Assume, we have a CSV file named example.csv that contains the following dummy data (on purpose, the last line, 6th, contains one extra data then the other rows):
Name,Country,Age
John,Ireland,18
Ted,USA,22
Lisa,UK,23
Michael,USA,20
Louise,Ireland,22,11
Now, when we're checking the CSV file to assure all the rows have the same number of data, the following block of code will do the trick and pin-point on what line the error occurred:
function validateCsvColumnLength($pathToCsvFile)
{
if(!file_exists($pathToCsvFile) || !is_readable($pathToCsvFile)){
throw new \Exception('Filename doesn`t exist or is not readable.');
}
if (!$handle = fopen($pathToCsvFile, "r")) {
throw new \Exception("Stream error");
}
$rowLength = [];
$rowNumber = 0;
while (($data = fgetcsv($handle)) !== FALSE) {
$rowLength[] = count($data);
$rowNumber++;
}
fclose($handle);
$rowKeyWithError = array_search(max($rowLength), $rowLength);
$differentRowCount = count(array_unique($rowLength));
// if there's a row that has more or less data, throw an error with the line that triggered it
if ($differentRowCount !== 1) {
throw new \Exception("Error, data count from row {$rowKeyWithError} does not match header size");
}
return true;
}
To actually test it, just do a var_dump() to see the result:
var_dump(validateCsvColumnLength('example.csv'));
What columns do you mean? If you just means amount of characters in rows, just split (explode) the file into many rows and check whether their lengths are equal to 5.
If you meant columns with delimeters, then you should find amount of occurences of that splitter in each row and then again check are they equal to 5. use fgetcsv for that
I'm assuming your talking about the length of each line in the file. If so, here's a possible solution.
$file_handle = fopen("myfile", "r");
while (!feof($file_handle)) {
$line = fgets($file_handle);
if(strlen($line)!=5) {
throw new Exception("Could not save file to database.");
break;
}
}
fclose($file_handle);
Yes, it is possible. I've done that exact thing. Use PHP's csv processing functions.
You will need these functions:
fopen()
fgetcsv()
And possibly some others.
fgetcsv returns an array.
I'll give you a short example of how you can validate.
here's the csv:
col1,col2,col3,col4
1,2,3,4
1,2,3,4,
1,2,3,4,5
1,2,3,4
I'll skip the fopen part and go straight to the validation step.

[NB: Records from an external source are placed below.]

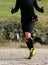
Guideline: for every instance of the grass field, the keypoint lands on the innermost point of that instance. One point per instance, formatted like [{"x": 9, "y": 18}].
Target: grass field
[{"x": 6, "y": 5}]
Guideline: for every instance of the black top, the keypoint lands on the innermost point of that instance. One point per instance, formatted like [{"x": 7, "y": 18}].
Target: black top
[{"x": 27, "y": 9}]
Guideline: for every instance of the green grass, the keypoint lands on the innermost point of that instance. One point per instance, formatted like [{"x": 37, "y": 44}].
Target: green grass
[{"x": 6, "y": 5}]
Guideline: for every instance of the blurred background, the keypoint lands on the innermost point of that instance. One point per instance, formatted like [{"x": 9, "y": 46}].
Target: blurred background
[{"x": 10, "y": 27}]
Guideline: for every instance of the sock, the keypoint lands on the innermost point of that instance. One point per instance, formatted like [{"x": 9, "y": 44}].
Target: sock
[{"x": 30, "y": 43}]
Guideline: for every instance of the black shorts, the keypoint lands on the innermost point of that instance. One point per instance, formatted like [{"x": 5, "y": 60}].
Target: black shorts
[{"x": 28, "y": 27}]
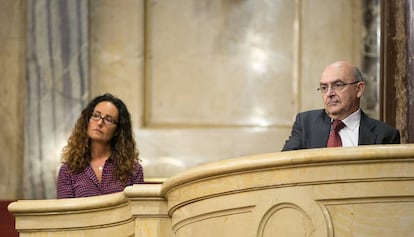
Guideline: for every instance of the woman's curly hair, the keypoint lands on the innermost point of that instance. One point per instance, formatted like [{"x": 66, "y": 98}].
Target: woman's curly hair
[{"x": 77, "y": 154}]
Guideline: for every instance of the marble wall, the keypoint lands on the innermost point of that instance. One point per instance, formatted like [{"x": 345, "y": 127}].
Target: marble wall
[
  {"x": 57, "y": 87},
  {"x": 204, "y": 80},
  {"x": 12, "y": 87}
]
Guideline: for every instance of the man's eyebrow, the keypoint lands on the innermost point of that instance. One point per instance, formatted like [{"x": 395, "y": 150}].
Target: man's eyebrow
[{"x": 337, "y": 80}]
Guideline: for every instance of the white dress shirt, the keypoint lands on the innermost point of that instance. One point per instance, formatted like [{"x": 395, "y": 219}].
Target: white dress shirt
[{"x": 350, "y": 133}]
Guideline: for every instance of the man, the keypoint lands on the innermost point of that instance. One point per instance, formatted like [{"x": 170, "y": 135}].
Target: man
[{"x": 341, "y": 86}]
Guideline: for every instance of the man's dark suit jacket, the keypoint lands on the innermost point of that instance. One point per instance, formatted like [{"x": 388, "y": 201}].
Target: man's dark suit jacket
[{"x": 311, "y": 130}]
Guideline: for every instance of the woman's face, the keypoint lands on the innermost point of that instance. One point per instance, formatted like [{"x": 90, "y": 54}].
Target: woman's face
[{"x": 103, "y": 122}]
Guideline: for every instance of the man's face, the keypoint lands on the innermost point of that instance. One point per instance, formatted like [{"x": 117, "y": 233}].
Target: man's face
[{"x": 342, "y": 93}]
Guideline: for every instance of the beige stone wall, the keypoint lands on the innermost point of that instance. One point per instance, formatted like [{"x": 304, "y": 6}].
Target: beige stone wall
[{"x": 12, "y": 94}]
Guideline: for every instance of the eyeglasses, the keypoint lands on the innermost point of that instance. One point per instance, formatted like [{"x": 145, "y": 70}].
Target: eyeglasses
[
  {"x": 106, "y": 119},
  {"x": 336, "y": 86}
]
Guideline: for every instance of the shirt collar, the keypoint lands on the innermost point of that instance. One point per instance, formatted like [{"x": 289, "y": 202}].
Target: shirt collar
[{"x": 352, "y": 121}]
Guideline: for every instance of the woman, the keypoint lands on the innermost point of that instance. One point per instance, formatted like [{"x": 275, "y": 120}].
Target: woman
[{"x": 101, "y": 155}]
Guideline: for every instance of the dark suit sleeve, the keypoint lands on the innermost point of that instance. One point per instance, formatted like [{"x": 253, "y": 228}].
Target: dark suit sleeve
[{"x": 294, "y": 141}]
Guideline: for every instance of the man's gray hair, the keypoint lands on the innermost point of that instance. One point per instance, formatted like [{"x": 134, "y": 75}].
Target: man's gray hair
[{"x": 358, "y": 74}]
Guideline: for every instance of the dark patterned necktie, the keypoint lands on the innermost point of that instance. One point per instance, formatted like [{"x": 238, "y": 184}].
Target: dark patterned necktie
[{"x": 334, "y": 139}]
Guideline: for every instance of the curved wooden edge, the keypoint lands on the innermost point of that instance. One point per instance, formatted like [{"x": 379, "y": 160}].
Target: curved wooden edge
[
  {"x": 143, "y": 191},
  {"x": 289, "y": 158}
]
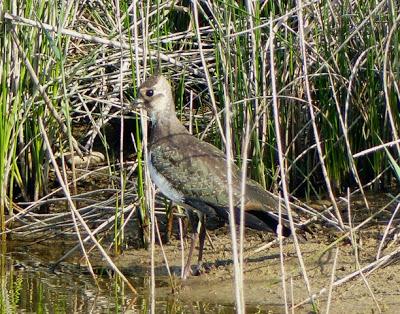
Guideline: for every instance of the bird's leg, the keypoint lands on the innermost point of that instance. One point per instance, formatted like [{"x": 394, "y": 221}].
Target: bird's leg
[
  {"x": 187, "y": 268},
  {"x": 202, "y": 238},
  {"x": 195, "y": 224}
]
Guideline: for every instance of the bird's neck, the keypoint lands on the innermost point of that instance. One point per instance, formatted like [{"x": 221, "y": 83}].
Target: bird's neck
[{"x": 164, "y": 125}]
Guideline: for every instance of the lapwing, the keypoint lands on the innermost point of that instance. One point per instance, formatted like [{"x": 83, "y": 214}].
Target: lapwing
[{"x": 193, "y": 173}]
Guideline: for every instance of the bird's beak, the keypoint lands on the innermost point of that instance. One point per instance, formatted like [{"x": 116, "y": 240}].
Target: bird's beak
[{"x": 138, "y": 103}]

Note that "\t" is the tab character.
$row_length;
$i = 0;
while($row = fgetcsv($handle,0,"\t") {
if($i == 0) {
$row_length = sizeof($row);
} else {
if(sizeof($row) != $row_length) {
echo "Error, line $i of the data does not match header size";
break;
}
}
}
That would test each row to make sure it is the same as the 1st row's ($i = 0) length.
EDIT:
And, in case you don't know how to search the internet, here is the page for fgetcsv:
http://php.net/manual/en/function.fgetcsv.php
Here is the function prototype:
array fgetcsv ( resource $handle [, int $length = 0 [, string $delimiter = ',' [, string $enclosure = '"' [, string $escape = '\' ]]]] )
As you can see, it has everything you would need for doing a quick scan in PHP before you send your data to LOAD DATA IN FILE.
I have solved your exact problem in my own program. My program also automatically eliminates duplicate rows and other cool stuff.
You can try to see if fgetcsv will suffice. If it doesn't, please be a bit more descriptive on what you mean by columns.